Why Handle Irregular Timestamps?

When working with time series data, it is important to specify its frequency correctly, as this can significantly impact forecasting results. TimeGPT is designed to automatically infer the frequency of your timestamps. For commonly used frequencies, such as hourly, daily, or monthly, TimeGPT reliably infers the frequency automatically, so no additional input is required.

However, for irregular frequencies, where observations are not recorded at consistent or regular intervals, such as the days the U.S. stock market is open, it is necessary to specify the frequency directly.

In this tutorial, we will show you how to handle irregular and custom frequencies in TimeGPT.

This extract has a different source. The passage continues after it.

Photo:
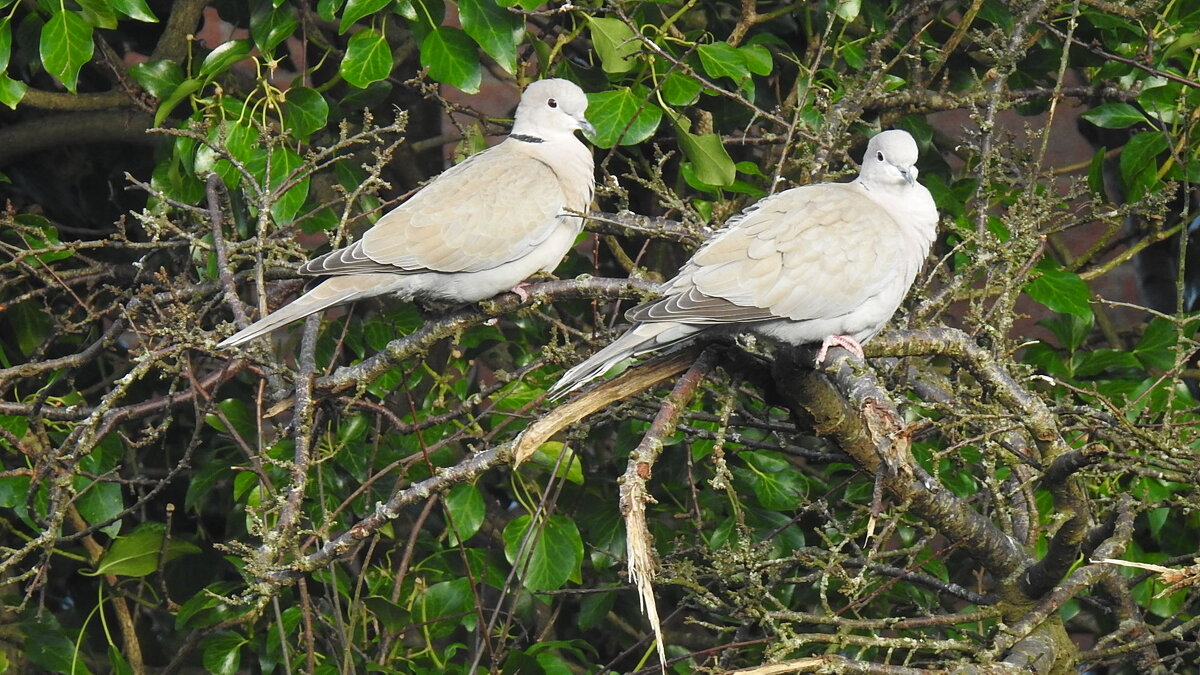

NOTE: TimeGPT requires that your data does not contain missing values, as this is not currently supported. In other words, the irregularity of the data should stem from the nature of the recorded phenomenon, not from missing observations. If your data contains missing values, please refer to our tutorial on missing dates.

Tutorial

Step 1: Import Packages

First, we import the required packages and initialize the Nixtla client.

import pandas as pd
import pandas_market_calendars as mcal
from nixtla import NixtlaClient

Initialize NixtlaClient with your API key:

nixtla_client = NixtlaClient(
    api_key='my_api_key_provided_by_nixtla'
)

Step 2: Handling Regular Frequencies

As discussed in the introduction, for time series data with regular frequencies, where observations are recorded at consistent intervals, TimeGPT can automatically infer the frequency of your timestamps if the input data is a pandas DataFrame. If you prefer not to rely on TimeGPT’s automatic inference, you can set the freq parameter to a valid pandas frequency string, such as MS for month-start frequency or min for minutely frequency.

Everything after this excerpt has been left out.